Comme le rappellent des collègues du cluster Paris-Saclay, insister uniquement sur des objectifs rigides et punitifs alimente la résistance sociale et politique. L’Europe n’est pas — ni par l’échelle, ni par sa structure économique — la Chine ou les États-Unis. Nous avons besoin d’alternatives de survie qui ne punissent pas les citoyens, qui protègent la base productive et, en même temps, ne vident pas l’ambition de sa substance.
Économie bleue : deux pas en arrière pour mieux avancer
C’est dans ce contexte que surgit l’économie bleue — non pas comme un slogan, mais comme une stratégie complémentaire à la transition verte. Il s’agit d’un agenda qui croise innovation, protection de l’environnement et valorisation des ressources aquatiques (mers, fleuves, zones côtières), autour de quatre axes pratiques :
- Réindustrialisation côtière bas carbone
Ports verts, hydrogène et électrocarburants pour la navigation, éolien en mer et chaînes logistiques efficaces. C’est de l’emploi qualifié, de l’investissement et une réduction réelle des émissions. - Carbone bleu et résilience
Restauration de mangroves, de marais salés et de prairies sous-marines qui séquestrent le carbone, protègent les communautés et réduisent les pertes liées aux événements extrêmes. - Innovation bioéconomique
Biotechnologies marines, nouveaux matériaux biosourcés, aquaculture à faible impact et santé des écosystèmes aquatiques. La science appliquée comme moteur de compétitivité. - Transition juste
Formation professionnelle, revenu et diversification économique pour les régions de pêche et les zones côtières — transformer la transition en opportunité, et non en sanction.
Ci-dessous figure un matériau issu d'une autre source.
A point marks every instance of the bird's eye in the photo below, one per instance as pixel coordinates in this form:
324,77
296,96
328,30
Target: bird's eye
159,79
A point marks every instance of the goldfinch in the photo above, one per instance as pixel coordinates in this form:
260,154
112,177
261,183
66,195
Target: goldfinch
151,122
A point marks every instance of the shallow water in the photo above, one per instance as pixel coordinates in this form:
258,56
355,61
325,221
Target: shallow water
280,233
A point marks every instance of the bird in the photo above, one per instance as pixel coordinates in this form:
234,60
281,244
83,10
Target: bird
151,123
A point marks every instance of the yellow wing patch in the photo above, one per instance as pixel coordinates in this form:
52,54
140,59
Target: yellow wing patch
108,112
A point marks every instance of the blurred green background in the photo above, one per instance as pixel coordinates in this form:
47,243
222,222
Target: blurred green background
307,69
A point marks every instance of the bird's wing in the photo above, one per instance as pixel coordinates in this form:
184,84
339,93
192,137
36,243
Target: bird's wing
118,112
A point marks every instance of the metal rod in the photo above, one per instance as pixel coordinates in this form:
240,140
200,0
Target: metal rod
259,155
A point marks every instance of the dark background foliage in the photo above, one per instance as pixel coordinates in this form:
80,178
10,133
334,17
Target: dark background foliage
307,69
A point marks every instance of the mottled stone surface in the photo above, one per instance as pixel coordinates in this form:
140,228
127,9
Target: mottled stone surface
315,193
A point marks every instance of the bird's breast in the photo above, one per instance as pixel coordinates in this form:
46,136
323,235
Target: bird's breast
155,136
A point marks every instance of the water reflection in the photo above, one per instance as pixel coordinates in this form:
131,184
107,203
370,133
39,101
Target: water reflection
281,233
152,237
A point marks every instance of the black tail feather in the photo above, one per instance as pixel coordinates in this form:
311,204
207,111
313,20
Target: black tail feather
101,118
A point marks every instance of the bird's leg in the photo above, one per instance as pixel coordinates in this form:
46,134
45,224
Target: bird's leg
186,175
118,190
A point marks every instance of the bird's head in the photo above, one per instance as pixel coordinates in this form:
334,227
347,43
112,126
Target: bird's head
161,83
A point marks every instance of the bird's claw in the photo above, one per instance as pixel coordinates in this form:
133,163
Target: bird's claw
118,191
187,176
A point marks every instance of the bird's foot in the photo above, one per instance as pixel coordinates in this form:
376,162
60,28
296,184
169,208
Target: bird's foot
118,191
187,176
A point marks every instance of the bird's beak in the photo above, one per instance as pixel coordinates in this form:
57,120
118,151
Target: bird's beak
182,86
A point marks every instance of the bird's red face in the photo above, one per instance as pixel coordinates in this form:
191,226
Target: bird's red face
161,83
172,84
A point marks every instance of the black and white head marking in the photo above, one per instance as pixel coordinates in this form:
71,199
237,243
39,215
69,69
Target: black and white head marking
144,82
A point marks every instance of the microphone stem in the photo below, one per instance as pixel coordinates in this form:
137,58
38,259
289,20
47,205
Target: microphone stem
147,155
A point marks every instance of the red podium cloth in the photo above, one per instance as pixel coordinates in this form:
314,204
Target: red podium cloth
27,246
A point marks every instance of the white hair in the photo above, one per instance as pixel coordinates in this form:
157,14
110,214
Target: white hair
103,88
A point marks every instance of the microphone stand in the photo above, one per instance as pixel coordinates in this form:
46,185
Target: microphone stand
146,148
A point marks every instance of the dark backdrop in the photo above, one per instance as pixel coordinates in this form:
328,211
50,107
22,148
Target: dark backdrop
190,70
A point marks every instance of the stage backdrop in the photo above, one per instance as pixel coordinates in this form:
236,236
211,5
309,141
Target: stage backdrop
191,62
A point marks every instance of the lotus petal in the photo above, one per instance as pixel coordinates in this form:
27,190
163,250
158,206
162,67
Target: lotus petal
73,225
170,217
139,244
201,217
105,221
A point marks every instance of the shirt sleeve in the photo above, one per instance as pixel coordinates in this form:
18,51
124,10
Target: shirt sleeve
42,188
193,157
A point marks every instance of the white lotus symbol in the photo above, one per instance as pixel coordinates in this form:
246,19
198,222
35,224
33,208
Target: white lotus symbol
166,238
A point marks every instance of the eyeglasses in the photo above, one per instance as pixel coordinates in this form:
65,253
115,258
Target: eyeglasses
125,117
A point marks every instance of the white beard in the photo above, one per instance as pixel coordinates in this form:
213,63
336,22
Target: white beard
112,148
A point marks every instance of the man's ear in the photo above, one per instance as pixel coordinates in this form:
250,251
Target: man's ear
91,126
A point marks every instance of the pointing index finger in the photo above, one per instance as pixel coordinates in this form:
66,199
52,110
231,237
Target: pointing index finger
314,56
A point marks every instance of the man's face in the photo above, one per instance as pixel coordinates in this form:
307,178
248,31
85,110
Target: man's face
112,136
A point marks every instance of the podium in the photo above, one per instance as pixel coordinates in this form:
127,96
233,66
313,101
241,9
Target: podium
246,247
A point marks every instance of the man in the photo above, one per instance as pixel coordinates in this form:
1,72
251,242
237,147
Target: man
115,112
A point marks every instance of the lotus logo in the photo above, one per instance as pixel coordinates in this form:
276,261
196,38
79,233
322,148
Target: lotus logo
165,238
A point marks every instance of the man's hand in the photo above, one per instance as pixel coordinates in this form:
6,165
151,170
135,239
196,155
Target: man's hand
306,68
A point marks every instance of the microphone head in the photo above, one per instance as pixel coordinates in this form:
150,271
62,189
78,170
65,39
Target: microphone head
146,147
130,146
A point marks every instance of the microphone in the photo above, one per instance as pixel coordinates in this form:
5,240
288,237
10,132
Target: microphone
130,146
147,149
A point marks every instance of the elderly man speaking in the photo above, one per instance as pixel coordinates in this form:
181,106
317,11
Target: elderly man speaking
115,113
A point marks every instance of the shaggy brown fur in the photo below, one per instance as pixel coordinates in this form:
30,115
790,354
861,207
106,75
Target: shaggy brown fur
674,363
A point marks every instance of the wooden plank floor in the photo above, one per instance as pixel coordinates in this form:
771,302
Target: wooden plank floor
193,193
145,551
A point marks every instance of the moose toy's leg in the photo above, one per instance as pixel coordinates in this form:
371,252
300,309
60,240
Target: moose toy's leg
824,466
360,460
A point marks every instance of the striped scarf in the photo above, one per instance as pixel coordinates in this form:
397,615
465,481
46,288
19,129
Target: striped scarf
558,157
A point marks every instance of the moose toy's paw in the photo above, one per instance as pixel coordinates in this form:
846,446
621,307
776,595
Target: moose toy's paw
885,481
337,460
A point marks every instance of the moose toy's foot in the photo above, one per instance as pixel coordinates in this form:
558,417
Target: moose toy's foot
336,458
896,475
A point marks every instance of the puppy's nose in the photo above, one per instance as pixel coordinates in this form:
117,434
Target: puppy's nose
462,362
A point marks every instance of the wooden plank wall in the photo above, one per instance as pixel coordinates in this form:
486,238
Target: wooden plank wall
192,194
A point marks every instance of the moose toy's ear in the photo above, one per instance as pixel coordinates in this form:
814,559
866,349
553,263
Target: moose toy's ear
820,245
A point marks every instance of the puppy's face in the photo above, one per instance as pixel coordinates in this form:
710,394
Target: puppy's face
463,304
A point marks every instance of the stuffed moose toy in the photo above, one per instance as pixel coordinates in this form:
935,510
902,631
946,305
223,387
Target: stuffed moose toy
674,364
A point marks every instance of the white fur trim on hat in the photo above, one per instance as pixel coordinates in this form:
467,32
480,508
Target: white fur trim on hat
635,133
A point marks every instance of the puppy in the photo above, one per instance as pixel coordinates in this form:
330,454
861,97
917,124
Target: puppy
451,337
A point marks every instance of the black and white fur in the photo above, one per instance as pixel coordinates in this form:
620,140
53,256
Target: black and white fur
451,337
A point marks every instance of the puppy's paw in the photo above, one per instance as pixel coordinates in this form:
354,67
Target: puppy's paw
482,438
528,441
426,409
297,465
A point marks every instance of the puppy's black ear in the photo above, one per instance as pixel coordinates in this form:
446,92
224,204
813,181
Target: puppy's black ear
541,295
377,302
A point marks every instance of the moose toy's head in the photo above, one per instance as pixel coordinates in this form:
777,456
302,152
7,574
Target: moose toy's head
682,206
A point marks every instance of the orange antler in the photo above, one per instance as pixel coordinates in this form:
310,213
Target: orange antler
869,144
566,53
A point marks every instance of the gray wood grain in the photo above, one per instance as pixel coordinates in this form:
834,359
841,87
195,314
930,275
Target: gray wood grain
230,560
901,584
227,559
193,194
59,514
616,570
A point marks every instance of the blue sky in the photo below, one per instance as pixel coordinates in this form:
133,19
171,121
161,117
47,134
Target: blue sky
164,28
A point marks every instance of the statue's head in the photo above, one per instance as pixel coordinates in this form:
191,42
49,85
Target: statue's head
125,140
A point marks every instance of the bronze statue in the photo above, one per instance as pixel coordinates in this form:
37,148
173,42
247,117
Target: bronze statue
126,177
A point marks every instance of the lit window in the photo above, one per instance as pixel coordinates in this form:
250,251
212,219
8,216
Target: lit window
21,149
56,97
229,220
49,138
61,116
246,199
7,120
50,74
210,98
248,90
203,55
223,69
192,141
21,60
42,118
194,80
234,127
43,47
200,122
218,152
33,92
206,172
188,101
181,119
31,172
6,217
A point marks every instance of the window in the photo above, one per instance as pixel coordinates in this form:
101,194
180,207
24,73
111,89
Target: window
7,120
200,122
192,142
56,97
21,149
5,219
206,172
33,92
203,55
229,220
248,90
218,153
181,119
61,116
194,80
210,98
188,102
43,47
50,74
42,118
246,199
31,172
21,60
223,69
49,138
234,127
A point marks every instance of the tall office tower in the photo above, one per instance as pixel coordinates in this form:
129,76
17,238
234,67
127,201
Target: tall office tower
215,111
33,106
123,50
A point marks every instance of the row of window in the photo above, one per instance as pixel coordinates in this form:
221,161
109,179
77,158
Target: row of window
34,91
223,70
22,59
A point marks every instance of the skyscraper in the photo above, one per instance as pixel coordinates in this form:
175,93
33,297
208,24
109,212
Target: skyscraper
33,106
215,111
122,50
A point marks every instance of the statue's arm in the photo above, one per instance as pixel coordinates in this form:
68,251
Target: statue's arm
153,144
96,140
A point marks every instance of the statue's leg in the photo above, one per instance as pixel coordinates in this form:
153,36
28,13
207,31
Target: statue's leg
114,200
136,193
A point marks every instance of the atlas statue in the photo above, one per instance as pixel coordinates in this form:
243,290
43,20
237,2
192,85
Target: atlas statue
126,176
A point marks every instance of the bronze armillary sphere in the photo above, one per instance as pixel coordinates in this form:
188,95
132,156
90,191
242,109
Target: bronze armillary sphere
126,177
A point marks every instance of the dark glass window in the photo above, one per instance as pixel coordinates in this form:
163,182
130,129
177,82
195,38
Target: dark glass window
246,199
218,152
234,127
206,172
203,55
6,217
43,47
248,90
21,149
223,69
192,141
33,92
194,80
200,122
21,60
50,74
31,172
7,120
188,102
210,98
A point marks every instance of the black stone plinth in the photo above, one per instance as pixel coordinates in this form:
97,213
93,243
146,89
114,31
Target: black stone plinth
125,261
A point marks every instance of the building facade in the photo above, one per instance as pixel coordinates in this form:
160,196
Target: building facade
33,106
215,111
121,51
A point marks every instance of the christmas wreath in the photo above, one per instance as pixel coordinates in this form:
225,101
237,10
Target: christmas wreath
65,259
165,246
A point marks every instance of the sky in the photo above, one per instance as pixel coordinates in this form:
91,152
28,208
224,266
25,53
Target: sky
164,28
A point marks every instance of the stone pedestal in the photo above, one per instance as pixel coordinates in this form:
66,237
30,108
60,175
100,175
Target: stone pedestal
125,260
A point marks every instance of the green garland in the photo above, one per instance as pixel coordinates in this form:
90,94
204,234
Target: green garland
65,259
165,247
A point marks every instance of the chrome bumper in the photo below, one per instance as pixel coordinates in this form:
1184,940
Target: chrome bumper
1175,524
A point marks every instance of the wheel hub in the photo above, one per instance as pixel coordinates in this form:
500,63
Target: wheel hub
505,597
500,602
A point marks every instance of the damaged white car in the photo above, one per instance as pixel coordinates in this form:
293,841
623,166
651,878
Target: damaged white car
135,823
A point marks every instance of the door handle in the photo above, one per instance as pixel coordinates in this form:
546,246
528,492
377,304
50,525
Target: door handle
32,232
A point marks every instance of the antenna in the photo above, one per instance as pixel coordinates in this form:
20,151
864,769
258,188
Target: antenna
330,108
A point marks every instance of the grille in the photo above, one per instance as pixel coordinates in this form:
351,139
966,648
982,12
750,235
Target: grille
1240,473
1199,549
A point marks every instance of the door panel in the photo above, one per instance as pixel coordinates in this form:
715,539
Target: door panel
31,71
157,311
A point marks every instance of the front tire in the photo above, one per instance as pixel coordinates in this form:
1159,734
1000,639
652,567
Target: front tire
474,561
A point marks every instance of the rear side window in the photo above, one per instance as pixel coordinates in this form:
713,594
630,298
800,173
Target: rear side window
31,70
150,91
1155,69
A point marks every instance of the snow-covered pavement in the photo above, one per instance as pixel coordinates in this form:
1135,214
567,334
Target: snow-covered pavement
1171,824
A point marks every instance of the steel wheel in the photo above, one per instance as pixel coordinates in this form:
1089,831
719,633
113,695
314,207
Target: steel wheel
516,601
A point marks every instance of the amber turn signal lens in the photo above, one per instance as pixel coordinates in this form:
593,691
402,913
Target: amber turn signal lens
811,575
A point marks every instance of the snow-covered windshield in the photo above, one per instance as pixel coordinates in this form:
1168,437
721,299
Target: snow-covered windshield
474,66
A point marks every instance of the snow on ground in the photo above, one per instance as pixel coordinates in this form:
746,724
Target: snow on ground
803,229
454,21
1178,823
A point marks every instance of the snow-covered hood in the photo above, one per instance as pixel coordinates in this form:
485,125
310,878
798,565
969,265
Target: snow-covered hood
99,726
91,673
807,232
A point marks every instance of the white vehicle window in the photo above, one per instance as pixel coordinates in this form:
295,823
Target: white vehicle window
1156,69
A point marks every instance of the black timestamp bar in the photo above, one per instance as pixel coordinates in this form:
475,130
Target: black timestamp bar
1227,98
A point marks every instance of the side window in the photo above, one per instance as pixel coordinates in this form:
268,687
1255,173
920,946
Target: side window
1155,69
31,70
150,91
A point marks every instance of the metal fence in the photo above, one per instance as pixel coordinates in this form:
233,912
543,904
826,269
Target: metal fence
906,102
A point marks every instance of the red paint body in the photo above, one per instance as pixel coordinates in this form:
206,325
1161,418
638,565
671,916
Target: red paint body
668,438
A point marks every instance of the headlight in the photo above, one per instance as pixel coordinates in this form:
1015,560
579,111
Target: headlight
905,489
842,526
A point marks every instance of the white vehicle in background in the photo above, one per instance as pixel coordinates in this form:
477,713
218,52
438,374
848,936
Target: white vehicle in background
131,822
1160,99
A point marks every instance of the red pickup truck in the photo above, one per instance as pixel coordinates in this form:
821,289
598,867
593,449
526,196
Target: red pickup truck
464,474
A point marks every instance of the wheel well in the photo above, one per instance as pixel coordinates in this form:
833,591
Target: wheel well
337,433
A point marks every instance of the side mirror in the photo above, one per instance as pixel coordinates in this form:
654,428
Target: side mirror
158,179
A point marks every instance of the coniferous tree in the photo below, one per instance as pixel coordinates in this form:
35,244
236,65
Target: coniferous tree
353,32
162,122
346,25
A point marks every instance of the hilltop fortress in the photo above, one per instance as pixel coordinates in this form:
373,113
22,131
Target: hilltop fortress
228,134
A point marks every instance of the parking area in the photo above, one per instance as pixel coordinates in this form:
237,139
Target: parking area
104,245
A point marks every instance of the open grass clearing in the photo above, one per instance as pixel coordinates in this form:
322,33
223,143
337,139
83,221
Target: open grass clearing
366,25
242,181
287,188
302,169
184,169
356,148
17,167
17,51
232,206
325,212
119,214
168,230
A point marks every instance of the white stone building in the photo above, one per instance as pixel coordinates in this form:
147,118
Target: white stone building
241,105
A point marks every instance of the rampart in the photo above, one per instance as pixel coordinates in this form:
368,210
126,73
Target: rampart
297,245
Il ne s’agit pas de reculer. Comme dans Le Petit Prince, il faut parfois « faire deux pas en arrière » dans la manière de faire, pour avancer avec plus de force et de conscience. Économie bleue + transition verte constituent un levier pour recomposer l’ambition à court terme sans rompre le contrat social.
La politique et ses freins
L’hésitation a un nom et une adresse : compétitivité, pressions sectorielles, agro-industrie et poids croissant des partis opposés à l’agenda climatique. Dans un contexte d’inflation et de tensions géopolitiques, la transition devient monnaie d’échange.
Mais le risque est clair : si l’UE, traditionnel « phare » de l’ambition, ne dirige pas avec fermeté, comment exiger plus d’audace des autres puissances ou des pays en développement ?
L’impact pour la COP30
La COP30 à Belém sera historique : pour la première fois, tous les pays présenteront de nouvelles CDN post-2030. En jeu, la crédibilité de l’Accord de Paris.
L’UE se rend à Belém avec un objectif fort pour 2040 (–90 %), mais avec une ambiguïté sur 2035. Cela fragilise son leadership et ouvre la voie à des accusations d’incohérence : 2050 paraît lointain si 2035 ne suit pas.
Ce dilemme résonne de manière particulière en France. C’est sous la tour Eiffel que le président brésilien Luiz Inácio Lula da Silva a convié le monde à la COP30 à Belém — un geste hautement symbolique pour le berceau de l’Accord de Paris. Aujourd’hui pourtant, entre tensions internes et contexte européen, plane un sentiment d’hésitation. Sans clarté à court terme, Paris — et, par extension, l’UE — risque de perdre le rôle de référence qu’elle s’est construit depuis 2015.
Alors… avons-nous perdu notre ambition ?
Pas encore. Mais nous en approchons dangereusement.
L’objectif de –90 % en 2040 est réel et significatif. Le problème se situe dans le court terme. Si 2035 ne gagne pas en musculature, 2050 devient un mirage. Le temps n’attend pas : chaque point de pourcentage repoussé coûte cher — en argent public, en emplois qui auraient pu exister et en écosystèmes qui ne reviendront pas.
La voie à suivre ? Combler la lacune de 2035 par des mesures concrètes et ancrer la transition dans un plan d’économie bleue qui génère investissement, travail décent et fierté technologique européenne. L’ambition climatique cesse d’être une punition pour devenir un projet de prospérité partagée.